Why were elegant tea gowns considered scandalous in Victorian times?

Tea gowns became popular attire for women in the Victorian and Edwardian age, making their first appearance in the 1870s. They were made of flimsy chiffon or fine silk, often trimmed with an abundance of feathery lace. For the cooler months they could include features of softly draped velvet.

Although tea gowns were of European design, they were strongly influenced by the Japanese kimono, which had been worn by Japanese women for many centuries to conduct their highly formalised tea ceremony. The tea gown fashion arrived in America at around the same time as in Britain, and many fine examples can be seen in the V&A Museum in London, as well as in New York’s Metropolitan Museum of Art. 

However, the introduction of this new form of attire brought with it a strict code of etiquette: a tea gown was only to be worn for entertaining guests in one’s own home and was on no account to be worn anywhere else, even for a visit to the home of a close female friend or family member. In late 19th century society, whether in London, Paris or New York, there was a rationale for this. Their unstructured lines and light, sometimes sheer, fabrics meant tea gowns could be worn without a restricting corset underneath, and therefore a woman’s natural curves would be on open display.
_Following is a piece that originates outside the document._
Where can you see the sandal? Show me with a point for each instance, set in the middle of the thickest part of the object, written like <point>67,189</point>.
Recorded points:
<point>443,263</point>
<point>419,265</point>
Remember, this was during the era of tightly laced corsets (ouch!) and wire framed bustles.  

But for some women the tea gown offered even greater freedoms than that of comfort.  

With no corset strings to lace and pull, there was no need for a maid to help the lady of the house in getting dressed. A woman could entertain in her private rooms and not require the services of her maid. So, at times the tea gown fashion would lead to other temptations apart from whatever sweet treats were served on the tea tray. Are you getting the picture?

Normally worn between 5pm and 7pm, the tea gown gave rise to the suggestive French phrase ‘cinq à sept‘. This referred to the accepted hours when a lady’s lover was received in her boudoir, the time of day when a maid wouldn’t be needed to help her dress and undress. The lady of the house’s lovers were sometimes entertained with the tacit understanding of her own husband. Said spouse would know not to enter his wife’s rooms at that hour (and in fact, was most likely out meeting his own paramour), and with the collusion of discreet servants, the lady would announce herself ‘at home’ to no one, except of course her gentleman caller.

It wasn’t only in the ‘départemente d’amour’ that tea gowns proved popular. Being diaphanous and flowing, and worn without the need for stomach squeezing corsets, they were blissfully comfortable. which was perhaps the main reason why women loved wearing them. 

By 1889, Good Housekeeping magazine was praising the elegance of the tea gown. ‘The most fashionable … dress for reception, is a tea-gown … It clothes the figure loosely, but gracefully’.

Although tea gowns were originally intended for midday to afternoon wear, by 1900, women started wearing tea gowns for evening dinner. Still not meant to be worn outside the hostess’s own home, they were considered suitable to be worn for an informal dinner of not more than six people.  

Despite its risqué connotations, the tea gown had become a necessary part of a lady’s wardrobe. Fashion writers of the day declared that “no season’s outfit is considered complete without an assortment of tea gowns, and upon this costume designed and intended on for the most informal wear is expended more time and forethought and planning, that it may be perfect to the most minute detail, than is often given to a velvet reception gown or a satin ball dress.”

So there we have it. The loose and flowing diaphanous tea gowns provided the normally tightly corseted Victorian and Edwardian women, even those who did not summon their afternoon lovers to the boudoir, with ‘an outlet for fantasy’.